Insurers Weigh Future Filled With Pricey Drugs, Coronavirus
If your doctor wants to prescribe an extremely expensive drug, expect your insurer to look hard first at whether it works before agreeing to pay.
Health insurers are hunting for more ways to tame rising costs. Aside from looking at prescription drugs, they're also covering meal deliveries and even some housing costs to keep people healthy and out of expensive emergency rooms.
But those measures won't help with a bill that's just starting to come due: claims from the rapidly spreading coronavirus.
Matt Eyles, CEO of the trade association America’s Health Insurance Plans, spoke recently with The Associated Press about these challenges and other issues. The conversation has been edited for clarity and length.
Q: Will the coronavirus affect premiums down the road, or do insurers generally keep enough reserves to cover unexpected occurrences like this?
A: Insurers always keep reserves for unexpected circumstances. Usually that's one of the requirements under insurance laws.

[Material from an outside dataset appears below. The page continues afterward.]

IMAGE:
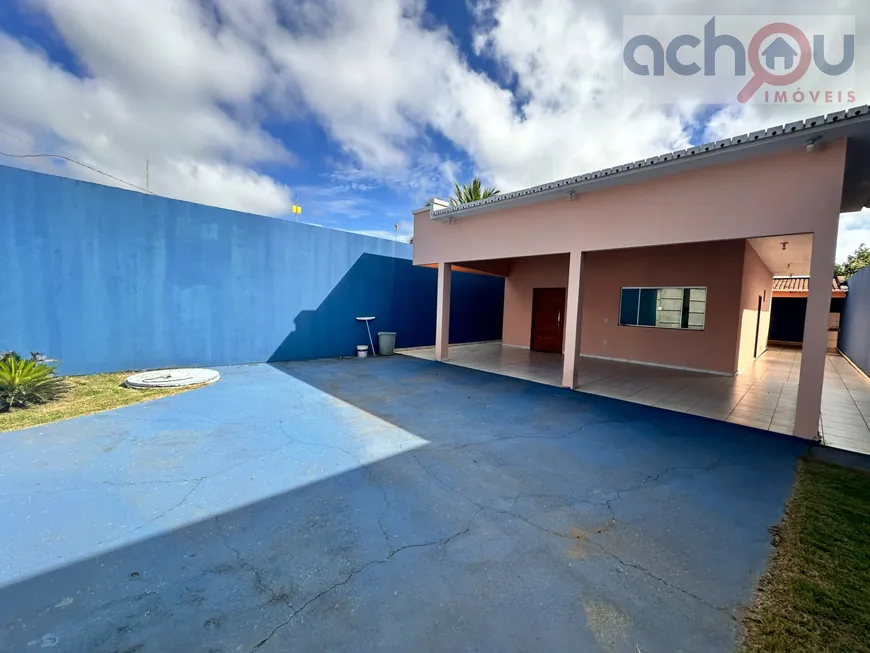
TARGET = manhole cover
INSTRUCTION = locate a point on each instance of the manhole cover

We will look at whether this is a short-term phenomenon or a longer-term impact. That will really determine what kind of impact it has on premiums.
Q: Insurers are expanding coverage of things like meals and some are experimenting with rent payments for homeless customers. How does this tie into medical care and costs?
A: There's a growing recognition that much of health outcomes are determined not by the direct medical care that people receive, but actually by other factors such as housing, access to transportation, food and nutrition. Providing someone with healthy food or making sure that they have a safe place to live can help improve their outcomes, reduce their costs and keep them out of the emergency room.
Q: The Affordable Care Act has expanded coverage to millions, but individual insurance has become unaffordable for many who don't qualify for government help with premiums. How can this be addressed?
A: We think there are a couple of straightforward policy solutions to reduce premiums. Being able to deduct health insurance premiums from your income would be helpful. Implementing a new government reinsurance program would push down subsidy costs and premium costs for individuals. And looking at other options, for example, to reduce the cost of prescription drugs would also help.
Q: Would a reinsurance program cover more higher-end costs, allowing insurers to lower coverage costs?
A: Right, lower premiums for everyone.
Q: What might insurers try next to control prescription drug costs, especially now that some medications can reach six figures in cost or top $1 million?
A: Many insurers are looking at how you only pay for those treatments that work, especially for those extraordinarily expensive, six-and-seven-figure priced medicines. It's not a cure-all for the high cost of prescription drugs. But for those products that are innovative and that potentially are cures, it's important that we look at how we pay for what works and not pay for what doesn't work.